The Duncan Banner

May 17, 2013

Farm to You visits area schools

Rebeka Miller
The Duncan Banner

DUNCAN — In Farm to You program’s fourth year to come to Stephens County, it made an appearance at Marlow and Plato elementary schools.

A collaborative effort of the Oklahoma Cooperative Extension Service, OSU Department of Nutritional Sciences, Oklahoma State Department of Health, and Southwest Dairy Farmers, the primary focus is to teach children where their food comes from and how to eat healthy.

“We were excited about this program coming,” said Cathy Duke, Plato teacher.

“It’s a neat program health wise and some children need that hands-on learning. It has kept all of them very engaged.”

The goal is to visit two schools each year until all Stephens County elementaries schools have been reached. The program and volunteers visited Marlow on Wednesday and Plato on Thursday. Overall, about 1,100 kindergarten through fifth grade students went through the program this week.

Nine stations make up the agricultural and health adventure. They are the Cheeseburger Farm, To Market, Healthy Cool Café, Mouth, Stomach, Small Intestine, Muscle, Bone and Skin. Groups of 10 students spent about six minutes at each station participating in activities and learning about the relationships between agriculture, food and health.

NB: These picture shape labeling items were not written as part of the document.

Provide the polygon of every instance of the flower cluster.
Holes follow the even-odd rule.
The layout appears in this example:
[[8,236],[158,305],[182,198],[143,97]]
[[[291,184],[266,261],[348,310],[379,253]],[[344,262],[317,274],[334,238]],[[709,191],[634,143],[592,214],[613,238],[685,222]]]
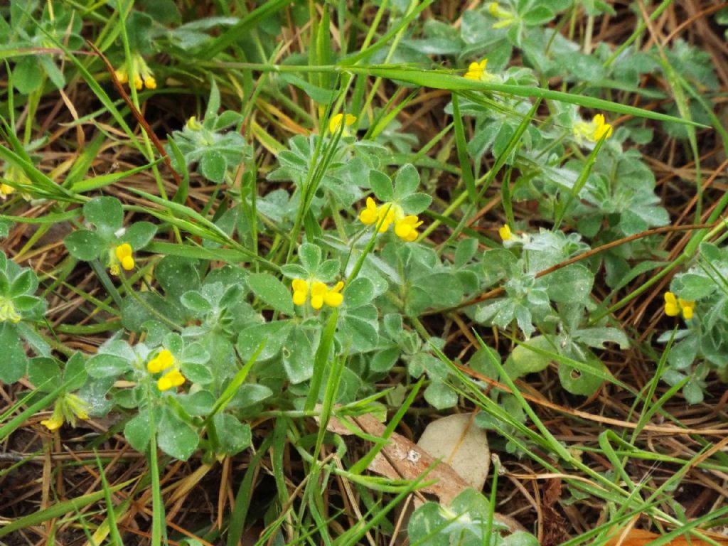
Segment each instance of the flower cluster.
[[507,9],[503,9],[498,2],[491,2],[488,6],[488,12],[499,21],[493,25],[494,28],[505,28],[515,23],[515,15]]
[[108,270],[112,275],[118,275],[119,273],[119,266],[121,265],[124,271],[131,271],[134,269],[134,258],[132,256],[133,249],[128,242],[124,242],[114,249],[114,253],[110,258],[111,265]]
[[89,403],[76,395],[66,393],[55,402],[50,419],[44,419],[41,424],[49,430],[57,430],[66,422],[76,426],[76,418],[85,421],[89,418]]
[[331,132],[338,132],[339,130],[341,129],[341,124],[344,125],[344,133],[346,134],[347,127],[349,125],[353,125],[357,121],[357,116],[352,116],[351,114],[347,114],[346,115],[343,114],[337,114],[336,116],[333,116],[328,122],[328,130]]
[[598,142],[602,138],[609,138],[612,135],[612,125],[605,122],[604,116],[601,114],[596,114],[590,122],[577,122],[574,124],[573,130],[574,135],[579,143],[582,138],[590,142]]
[[366,208],[359,213],[359,219],[367,226],[376,223],[379,226],[379,233],[384,233],[394,223],[397,237],[408,242],[417,239],[419,235],[417,228],[422,225],[422,221],[415,215],[405,215],[398,204],[382,203],[377,207],[371,197],[367,197]]
[[668,317],[677,317],[682,312],[683,318],[687,320],[692,318],[695,311],[695,301],[676,298],[672,292],[665,293],[665,314]]
[[[15,182],[17,184],[29,185],[33,183],[31,179],[25,175],[25,173],[15,165],[7,165],[5,172],[2,175],[2,178],[9,182]],[[5,199],[7,199],[9,195],[14,194],[15,192],[15,186],[10,186],[10,184],[7,184],[4,182],[0,182],[0,199],[4,200]],[[31,197],[25,193],[23,193],[22,195],[25,199],[29,200],[31,198]]]
[[127,71],[127,66],[124,65],[118,70],[114,71],[114,74],[119,83],[125,84],[130,82],[134,84],[137,91],[141,91],[142,87],[147,89],[157,89],[157,80],[147,66],[144,59],[138,53],[132,55],[130,60],[131,66],[131,73]]
[[146,364],[146,369],[150,373],[159,373],[170,368],[173,369],[167,371],[157,381],[157,387],[159,390],[167,390],[173,387],[179,387],[185,381],[184,376],[177,368],[174,356],[167,349],[162,349],[159,355]]
[[501,82],[499,76],[491,74],[486,70],[487,66],[488,59],[483,59],[479,63],[472,62],[467,67],[467,72],[464,74],[463,77],[475,82]]
[[504,241],[510,241],[513,238],[513,234],[510,231],[510,226],[507,223],[503,224],[502,227],[498,228],[498,234]]
[[311,293],[311,306],[317,310],[321,309],[324,304],[329,307],[338,307],[344,301],[344,294],[341,293],[343,281],[339,281],[333,288],[329,288],[317,279],[312,279],[310,282],[303,279],[293,279],[291,288],[293,289],[295,305],[305,305],[309,298],[309,292]]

“I love seeing the looks on the kids’ faces,” said Ashley Powers, volunteer. “I like having the opportunity to teach them good habits like washing their hands.”

Powers and her younger sister Amber were in charge of the skin station at Plato. The Powers sisters are home-school and extremely active in 4-H. This was their third year to volunteer.

Most of the other volunteers were from area Oklahoma Home and Community Education groups. Several of these women have helped with program before, so it ran like a well-oiled machine and kept the students’ attention.

“They’re having fun and learning a lot,” said John Millirons, Plato principal.

Children of these ages generally don’t consume enough fruits and vegetables. Instead, they have high calorie intake and low physical activity levels, which contributes to being overweight. Eating habits and lifestyle practices  develop early in life, so the Farm to You exhibit promotes a healthy lifestyle at an early age.

“It is important for children to know where food comes from and how their food choices are related to their health,” said Brenda Gandy, Stephens County Family and Consumer Science educator. “Poor eating habits and sedentary lifestyles among Oklahoma’s youth indicate the need to educate children on the importance of eating healthy and being physically active.”